[hibernate-dev] The problem of cascading database reads

Fri Nov 23 04:44:39 EST 2012

Thanks Mark for this feedback.
That's a very long multi-proposal email :) We probably should try and
split it into several elements. Let me continue in line.

On Thu 2012-11-22 20:10, Marc Schipperheyn wrote:
> Network
> @OneToMany
> @IndexedEmbedded(includePaths={"id"})
>  List<User> users;
> 
> When a new User is added to the Network, all the existing Users have to be
> read from the database to recreate the Lucene document.
> 
> Another headache example is when a stored property that is used for
> selection purposes changes
> 
> LinkedInGroup
>  @Field(index=Index.YES)
> boolean hidden;
> 
> @OneToMany
>  @ContainedIn
> List<LinkedInGroupPost> posts;
>  @OneToMany
> @IndexedEmbedded(includePaths={"id"})
> Set<Tag> tags
>  LinkedInGroupPost
> 
> @ManyToOne
> @IndexedEmbedded(includePaths={"id","hidden"})
>  Group group;
> Assuming there can be hundreds of thousands of Posts, a change of hidden to
> true would trigger a read of all those records.

One approach that might work much better in this case is to use filters
rather than indexing hidden and using it in the query as restriction. I
imagine hidden is not selective enough which does not make for the best
use of an inverted index.

> * In the Network example, the includedPaths only contains the id. Looking
> at my own work, I often find that IndexedEmbedded references just stores
> the id and I believe we should think about optimizing this use case. In
> that case an optimized read from the database could be executed that just
> reads that value in stead of initializing the entire entity.

I forgot what we said around includePaths and class level bridges but
that looks like a good idea. We might be able to look at the paths and
check if any of them contains an association. If not, we could use a
projection to query the meaningful data. That's not at all how Hibernate
Search works today so I imagine that could be a significant work but
this does not look impossible.

Can you open a JIRA issue for this.

> 
> This kind of "projection read" could be an optional setting even when
> includePaths contains non identifier values, assuming the developer knows
> which limitations this might entail (e.g. no FieldBridges, no Hibernate

Why do you say no FieldBridge?

> * Lucene Document update support is at an alpha stage right now
> LUCENE-3837. This effort could be supported by the Hibernate team or
> implemented at the earliest viable moment.

We are keeping an eye on it. Lucene 4 is a major departure from Lucene 3
so the conversion won't be easy and worse won't be fully transparent for
Hibernate Search users unfortunately.

> * A kind of JoinFilter is conceivable where the join filter would be able
> to exclude results based on selection results from another index.
> E.g. one queries the LinkedInGroupPost but the JoinFilter reads
> group.idreferences from the Group index (just reading the ones needed
> and storing
> them during the read) and excludes LinkedInGroupPosts based on the value of
> "hidden". I wonder if this approach could patterned or documented.

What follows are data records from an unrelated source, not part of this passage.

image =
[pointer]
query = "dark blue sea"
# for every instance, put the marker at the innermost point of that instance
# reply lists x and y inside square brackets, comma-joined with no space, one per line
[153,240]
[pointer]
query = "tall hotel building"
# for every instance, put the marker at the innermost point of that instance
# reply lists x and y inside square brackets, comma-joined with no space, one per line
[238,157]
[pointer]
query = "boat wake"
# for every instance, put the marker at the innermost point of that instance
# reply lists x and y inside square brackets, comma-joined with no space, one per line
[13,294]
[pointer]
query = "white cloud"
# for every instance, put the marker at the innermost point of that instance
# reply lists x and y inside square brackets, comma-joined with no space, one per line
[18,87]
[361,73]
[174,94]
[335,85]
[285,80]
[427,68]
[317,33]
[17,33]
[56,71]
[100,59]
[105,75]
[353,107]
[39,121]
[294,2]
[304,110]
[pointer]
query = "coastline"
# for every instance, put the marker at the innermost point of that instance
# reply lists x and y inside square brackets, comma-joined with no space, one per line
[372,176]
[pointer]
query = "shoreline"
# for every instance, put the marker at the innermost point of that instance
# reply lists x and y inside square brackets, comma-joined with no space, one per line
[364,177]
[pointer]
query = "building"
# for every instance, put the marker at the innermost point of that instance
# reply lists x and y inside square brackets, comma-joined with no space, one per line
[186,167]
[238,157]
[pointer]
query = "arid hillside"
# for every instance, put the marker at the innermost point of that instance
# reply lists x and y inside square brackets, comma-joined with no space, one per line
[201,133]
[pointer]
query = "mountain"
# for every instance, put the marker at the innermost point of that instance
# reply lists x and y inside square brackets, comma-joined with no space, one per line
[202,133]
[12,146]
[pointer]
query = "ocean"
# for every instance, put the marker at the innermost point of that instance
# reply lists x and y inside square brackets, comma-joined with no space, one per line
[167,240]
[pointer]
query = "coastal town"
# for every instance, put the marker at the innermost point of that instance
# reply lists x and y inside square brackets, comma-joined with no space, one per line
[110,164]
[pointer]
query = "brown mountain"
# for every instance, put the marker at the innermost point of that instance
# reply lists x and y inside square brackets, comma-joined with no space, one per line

I am pretty sure fitlers is what you are looking at
http://docs.jboss.org/hibernate/search/4.2/reference/en-US/html_single/#query-filter

> 
> * The documentation could contain some suggestions for dealing with the
> issue of cascading initialization and how to deal with this in a smart way.

Sure, let's identify what we consider smart and update the doc.
Can you create a JIRA issue for that?

> * In the tests I have done, saving a LinkedInPostGroup where the
> indexedEmbedded attributes (id,hidden) are *not* dirty, all the posts are
> reinitialized anyway. The reason for this is that with a Set<Tag> the set
> elements are deleted and reinserted on each save even when they haven't
> changed. 

Hum, I believe it's true for the bag semantic but I'm surprised it's
true for Set. Besides, from what you are saying, you don't add nor
remove elements from the Set, you just change some non id value.

> It looks like Hibernate Search is not optimized to deal with this
> "semi-dirty" situation (Hibernate ORM treats a field as dirty when it
> really isn't). Nothing really changed in the relevant values for the
> document but because Hibernate needs to reinsert the set, it thinks so. I
> wonder if this use case can or should be optimized. If not, documentation
> should warn against using Sets.

Can you create a minimal test case and open a JIRA / pull request, this
needs to be investigated.

> 
> * When a document is recreated because one attribute is changed leading to
> all sorts of cascading database reads I often wonder: why? The reason is
> that the Index segments cannot e recreated for the indexed attributes. So
> we need to read them again. But what if those attributes are actually
> Stored in the original document and not dirty? Why not just read these
> values straight from the document with a single read in stead of executing
> a slew of database reads?

That might be true in some situations but FieldBridges are not
guaranteed to be non destructive in their stored data. So we cannot
generalize that necessarily.
We could explore this idea in a prototype. Again can you open a JIRA
issue?

Emmanuel